Dies liegt daran, dass es geringfügige Unterschiede in den Verteilungen geben kann (was bedeutet, dass sie nicht identisch sind), diese jedoch so klein sind, dass Tests den Unterschied nicht wirklich feststellen können.
Betrachten Sie 2 Verteilungen, die erste ist einheitlich von 0 bis 1, die zweite ist eine Mischung aus 2 Uniformen, also 1 zwischen 0 und 0,999 und 1 zwischen 9,999 und 10 (0 an anderer Stelle). Es ist also klar, dass diese Verteilungen unterschiedlich sind (ob der Unterschied bedeutsam ist, ist eine andere Frage). Wenn Sie jedoch eine Stichprobengröße von 50 (insgesamt 100) wählen, besteht eine Wahrscheinlichkeit von über 90%, dass Sie nur Werte zwischen 0 und 0,999 und sehen kann keinen wirklichen Unterschied erkennen.

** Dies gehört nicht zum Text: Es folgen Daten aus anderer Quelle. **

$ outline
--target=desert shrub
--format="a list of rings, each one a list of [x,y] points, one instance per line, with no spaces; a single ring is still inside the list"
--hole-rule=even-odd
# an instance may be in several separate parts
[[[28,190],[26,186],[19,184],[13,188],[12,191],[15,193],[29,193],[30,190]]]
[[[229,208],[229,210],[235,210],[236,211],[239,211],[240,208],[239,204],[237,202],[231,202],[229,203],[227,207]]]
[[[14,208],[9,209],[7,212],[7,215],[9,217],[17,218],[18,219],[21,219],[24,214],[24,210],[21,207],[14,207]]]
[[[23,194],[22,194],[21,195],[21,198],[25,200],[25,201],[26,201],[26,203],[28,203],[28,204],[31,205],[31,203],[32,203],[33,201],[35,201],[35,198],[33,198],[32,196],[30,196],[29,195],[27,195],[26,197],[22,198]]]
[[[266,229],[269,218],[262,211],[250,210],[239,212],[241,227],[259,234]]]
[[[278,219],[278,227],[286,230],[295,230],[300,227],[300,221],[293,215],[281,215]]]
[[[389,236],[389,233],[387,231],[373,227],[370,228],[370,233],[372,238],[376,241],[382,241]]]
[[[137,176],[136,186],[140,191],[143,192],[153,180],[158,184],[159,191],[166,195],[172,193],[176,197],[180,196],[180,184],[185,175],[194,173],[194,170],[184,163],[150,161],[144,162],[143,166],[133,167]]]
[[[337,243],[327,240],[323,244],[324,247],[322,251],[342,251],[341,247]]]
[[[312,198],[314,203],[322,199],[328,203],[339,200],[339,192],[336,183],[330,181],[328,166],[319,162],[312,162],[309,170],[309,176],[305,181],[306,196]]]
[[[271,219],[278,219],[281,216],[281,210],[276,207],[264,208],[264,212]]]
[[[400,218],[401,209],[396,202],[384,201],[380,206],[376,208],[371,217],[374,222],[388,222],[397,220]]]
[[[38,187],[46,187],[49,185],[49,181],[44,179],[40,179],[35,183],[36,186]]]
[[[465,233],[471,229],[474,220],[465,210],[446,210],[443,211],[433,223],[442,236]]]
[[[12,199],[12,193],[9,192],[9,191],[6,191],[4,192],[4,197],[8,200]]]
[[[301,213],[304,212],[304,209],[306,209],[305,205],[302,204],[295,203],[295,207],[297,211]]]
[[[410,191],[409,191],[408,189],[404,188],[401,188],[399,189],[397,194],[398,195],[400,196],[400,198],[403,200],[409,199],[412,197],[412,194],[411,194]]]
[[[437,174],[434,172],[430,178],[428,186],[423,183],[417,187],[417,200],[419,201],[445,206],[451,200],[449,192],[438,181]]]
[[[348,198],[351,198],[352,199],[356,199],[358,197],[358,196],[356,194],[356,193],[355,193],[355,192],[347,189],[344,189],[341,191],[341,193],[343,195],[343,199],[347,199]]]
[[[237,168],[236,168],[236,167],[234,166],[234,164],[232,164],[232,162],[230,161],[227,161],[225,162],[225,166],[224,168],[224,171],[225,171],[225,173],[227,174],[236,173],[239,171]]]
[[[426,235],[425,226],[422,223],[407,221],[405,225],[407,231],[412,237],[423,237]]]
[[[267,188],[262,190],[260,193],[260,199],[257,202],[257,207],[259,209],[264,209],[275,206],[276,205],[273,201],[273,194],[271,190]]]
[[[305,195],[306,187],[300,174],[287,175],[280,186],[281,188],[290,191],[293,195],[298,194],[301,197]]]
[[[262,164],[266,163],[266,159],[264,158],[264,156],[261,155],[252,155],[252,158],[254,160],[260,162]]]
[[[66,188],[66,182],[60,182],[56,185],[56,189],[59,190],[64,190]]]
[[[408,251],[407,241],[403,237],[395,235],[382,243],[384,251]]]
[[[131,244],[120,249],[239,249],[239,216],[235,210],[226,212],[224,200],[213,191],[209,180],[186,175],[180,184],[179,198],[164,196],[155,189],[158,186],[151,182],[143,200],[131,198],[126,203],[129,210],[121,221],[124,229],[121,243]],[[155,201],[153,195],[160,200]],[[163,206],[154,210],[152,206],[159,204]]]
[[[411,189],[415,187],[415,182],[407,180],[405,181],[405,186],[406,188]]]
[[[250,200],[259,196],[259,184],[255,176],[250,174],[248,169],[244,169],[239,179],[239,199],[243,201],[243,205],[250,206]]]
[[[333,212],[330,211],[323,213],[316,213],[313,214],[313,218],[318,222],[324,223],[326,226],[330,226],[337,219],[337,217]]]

Es gibt Möglichkeiten, so genannte Äquivalenztests durchzuführen, bei denen Sie fragen, ob die 2 Verteilungen / Populationen äquivalent sind. Sie müssen jedoch definieren, was Sie als äquivalent betrachten. In der Regel liegt ein Differenzmaß innerhalb eines bestimmten Bereichs, dh die Differenz der 2 Mittelwerte beträgt weniger als 5% des Durchschnitts der 2 Mittelwerte, oder die KS-Statistik liegt unter einem bestimmten Grenzwert usw. Wenn Sie kann dann ein Konfidenzintervall für die Differenzstatistik berechnen (Mittelwertdifferenz kann nur das Konfidenzintervall sein, Bootstrapping, Simulation oder andere Methoden können für andere Statistiken erforderlich sein). Wenn das gesamte Konfidenzintervall in den "Äquivalenzbereich" fällt, betrachten wir die 2 Populationen / Verteilungen als "äquivalent".
Der schwierige Teil besteht darin, herauszufinden, wie die Äquivalenzregion aussehen soll.